In tests, the same problem hides in plain sight:

it("should close the auction after 1 minute", async () => {
  const auction = new Auction();
  auction.start();

  await new Promise((resolve) => setTimeout(resolve, 60_000));
  expect(auction.isClosed()).toBe(true);
});

This passes until some unrelated test, slow CI run, or host-level clock adjustment shifts the wall clock in the middle of execution. The test becomes “sometimes red, sometimes green,” and you never trust it again.

Clock helps you with this

Example 1 — Measuring elapsed time without wall clock drift

const start = clock.now();
await clock.sleep(ms(500));
const end = clock.now();

const elapsed = end.monoMs - start.monoMs; // immune to NTP/DST jumps

Example 2 — Simulating an NTP correction in tests

const deadline = { wallMs: clock.now().wallMs + 5_000 };
const wait = clock.deadline(deadline);

clock.jumpWallTime(clock.now().wallMs - 10_000);
clock.advanceBy(ms(5_000));
await wait; // emits time:deadline:err

Example 3 — Deterministic intervals in tests

const ticks: number[] = [];
clock.interval(ms(100), () => ticks.push(clock.now().monoMs));
clock.advanceBy(ms(350));
// ticks: [100, 200, 300]

Example 4 — Observing missed deadlines in production

const clock = createSystemClock({ emit: console.log });
await clock.deadline({ wallMs: Date.now() + 1000 });
// See drift and event logs

Clock does NOT help you with this

Example 1 — Time zone conversions

// Not Clock's job:
new Date().toLocaleString("en-US", { timeZone: "America/New_York" });

Example 2 — Calculating calendar days between two dates

// Not Clock's job — DST-aware day math needs a date library
const days = differenceInDays(dateA, dateB);

Example 3 — Parsing or formatting dates

// Not Clock's job:
format(new Date(), "yyyy-MM-dd");

Example 4 — Retrospective math on arbitrary timestamps

// If you only have two Date objects from the past:
const delta = dateB.getTime() - dateA.getTime(); // wall time only

Why not just use Jest’s fake timers?

Jest’s fake timers replace the native timer functions with a mocked scheduler so you can skip waits. They cannot:

• Distinguish between wall time and monotonic time.
• Model real-world anomalies like NTP jumps, leap seconds, or DST shifts.
• Advance one clock while keeping another steady.
• Simulate time moving backwards.
• Emit structured events for observability in production.

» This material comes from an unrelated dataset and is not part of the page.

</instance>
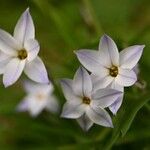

If you use only Jest’s timers, you can verify “it fires after X milliseconds” in a perfect, isolated world. The moment you need to know how your code reacts when the system clock changes mid-flight, you are out of luck.

Even if tests are all you care about, ControlledClock helps prevent flakiness by:

• Simulating wall time jumps without affecting monotonic progression.
• Preserving deterministic interval cadence under catch-up.
• Allowing independent control over deadlines and elapsed time.
• Matching production semantics exactly, so your tests are not lying to you.

What this is not

Clock is not a date manipulation library. It does not parse, format, or do arithmetic on calendar dates. It is not a time zone converter. It does not replace libraries like date-fns, Luxon, or Moment.

Clock is focused on representing “now” in two forms — wall time and monotonic time — and giving you precise control and observability over how that “now” changes in real systems and tests.

If you want to know what time it is in Tokyo next Friday, use a date library. If you want to know exactly when “now” changes and how your code behaves when it does, use Clock.

Installation

npm install @phyxius/clock

What you get

• Time you can reason about: wall time for scheduling and monotonic time for measuring.
• Time you can test: jump to any moment instantly, simulate anomalies, and verify behavior.
• Time that works in production: structured events for clear observability of timer behavior and drift.

Clock does not fix time. It gives you two different references to make the use very explicit, while also enabling truly deterministic testing. Everything else builds on that foundation.